Секс и любовь и книги и искусство. Солнце на восходе или закате. Смех и музыка. Тихое местечко, чтобы посидеть. Почитать или подумать или смотреть, как проходит день. Или нет. Пройтись. В суматохе, в толпе, в шуме. Сигналит машина. Мотоцикл. Болтают люди. Двери открываются и закрываются, на них дребезжат колокольчики. Ссорится пара, ревет младенец. Идти или танцевать или прыгать или бежать, делать все, что хочешь, идти, куда вздумается. И найти что-нибудь бесподобное или ужасное или вообще ничего. Восторг или разочарование. Приключение или скуку. Открой гребаную дверь.

Жизнь ждет.

Выходи.

Мой день всегда начинается одинаково. Я иду в булочную. Где бы я ни проснулся – дома, в переулке, в парке, в чьей-нибудь квартире, на чужом полу, в кровати или ванне, – я иду в булочную. Она на первом этаже дома, где я живу, прямо под нашей с Луи квартирой. Обычная такая французская булочная, как говорят на своем красивом языке французы – буланжери, тут такие в каждом квартале. В буланжери продают хлеб, хотя хлеб во Франции не просто хлеб. Это жизнь, это дух, кровь, самобытность, искусство. Все мои знакомые-французы относятся к хлебу со всей серьезностью, как американцы к оружию или христиане к молитвам. Спорят, у кого лучше багеты, булочки, pain au chocolat, в какое время суток лучше всего покупать хлеб, каким его есть – теплым или остывшим, каким маслом мазать и в каком количестве, можно ли выжить на одном только хлебе. Если рядом француз и говорить вам решительно не о чем, только подними тему хлеба – и тебе расскажут, как он хорош в Париже и как ужасен везде за его пределами. Неизвестно почему, но так оно и есть: в Париже хлеб лучше. Вкуснее, ароматнее, приятнее на ощупь и на вид. Когда отламываешь кусок, он и хрустит звонче. Я ем багет каждый день, и это, как правило, все, что я съедаю за день. Пять франков, то есть почти доллар, и больше о еде можно не думать. А деньги тратить на то, что гораздо важнее, – на книги или ручки или сигареты или кофе или вино, иногда – на цветы для старушек или красивых девчонок, случайно встреченных на улице. Старушки всегда улыбаются, девчонки иногда тоже. Или просто отворачиваются и уходят. Идиотизм в чистом виде. Дарить цветы незнакомым людям. В любом случае эти деньги потрачены не зря.

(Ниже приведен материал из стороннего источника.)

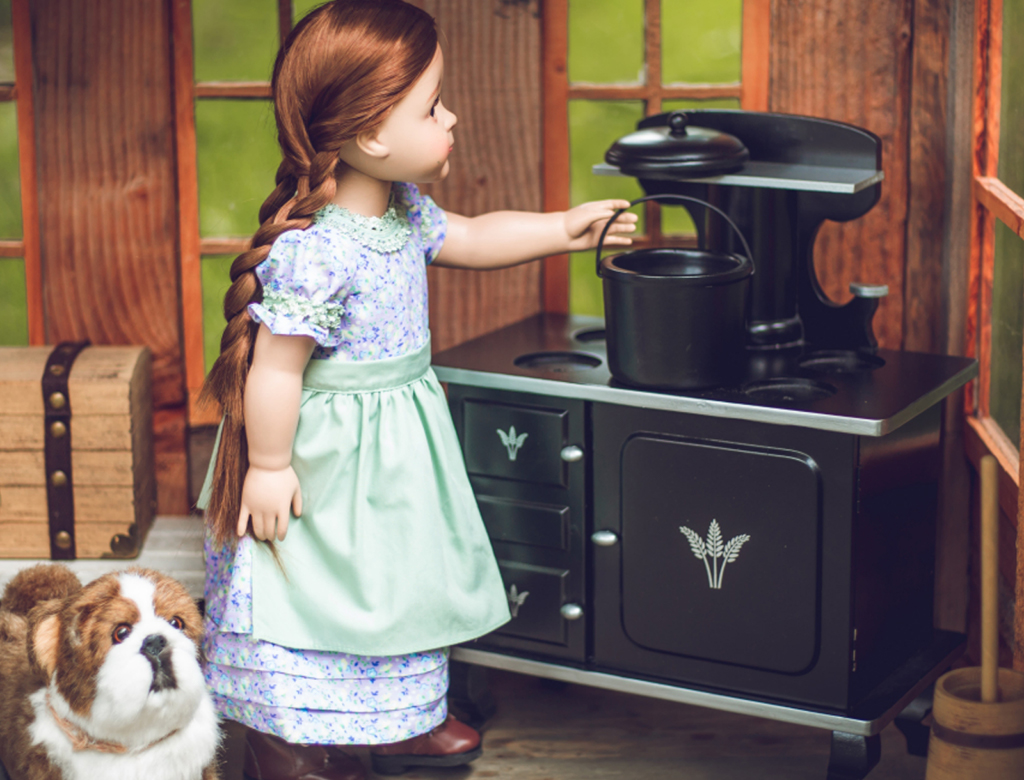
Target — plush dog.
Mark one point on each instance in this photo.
(102, 681)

У булочной под нами простая синяя вывеска, простой стальной прилавок, витрины со всякой выебистой выпечкой и корзины за ними, полные всевозможного хлеба. За корзинами видны печи и столы, мука, тесто, скалки, организованный хаос, из которого рождается товар. Хозяева булочной – пожилая пара французов. Представляю себе, что булочная им досталась от родителей, а тем – от своих родителей, а им – от своих, и так далее в глубь веков, вплоть до галлов с измазанными сливочным маслом волосами. Они там ежедневно, эта самая пара стариков, открывают на заре и закрывают в пять вечера. Муж печет, жена управляется с кассой, носят одинаковые белые передники с синей отделкой, в цвет вывески снаружи. Улыбаются покупателям, обмениваются любезностями и смеются с теми, кто постоянно у них бывает, продают багеты, круассаны, pain au chocolat, протягивают им всякие штучки, названий которых я не знаю и выговорить не могу, – заковыристые французские ништячки, на вкус божественные, а стоят гроши. Меня не любят, хоть я и бываю здесь каждый день. Вхожу, встаю в очередь, здороваюсь, спрашиваю багет по-французски с моим дерьмовым акцентом, отдаю пять франков. Женщина со мной не здоровается и вообще никак на меня не реагирует, только забирает у меня деньги и протягивает багет. Иногда я машу рукой ее мужу, который или хмурится, или отворачивается. Насколько я знаю и уже успел увидеть, я – единственный американец, который покупает у них хлеб, видимо, поэтому меня и не любят. Как я уже убедился, хоть и считается, что французы терпеть не могут американцев, но, если пытаешься как-нибудь объясниться по-французски и сам не говнюк, французы клевые. Высокомерные, сдержанные, холодные, довольно резкие, и если начнешь тупить, они не станут делать вид, будто все в норме, но такие они со всеми, в том числе с другими французами. Вот эту прямоту я и ценю, когда мне не пудрят мозги. Если ты сам клевый, то и французы клевые. А если мудак, тебе не светит.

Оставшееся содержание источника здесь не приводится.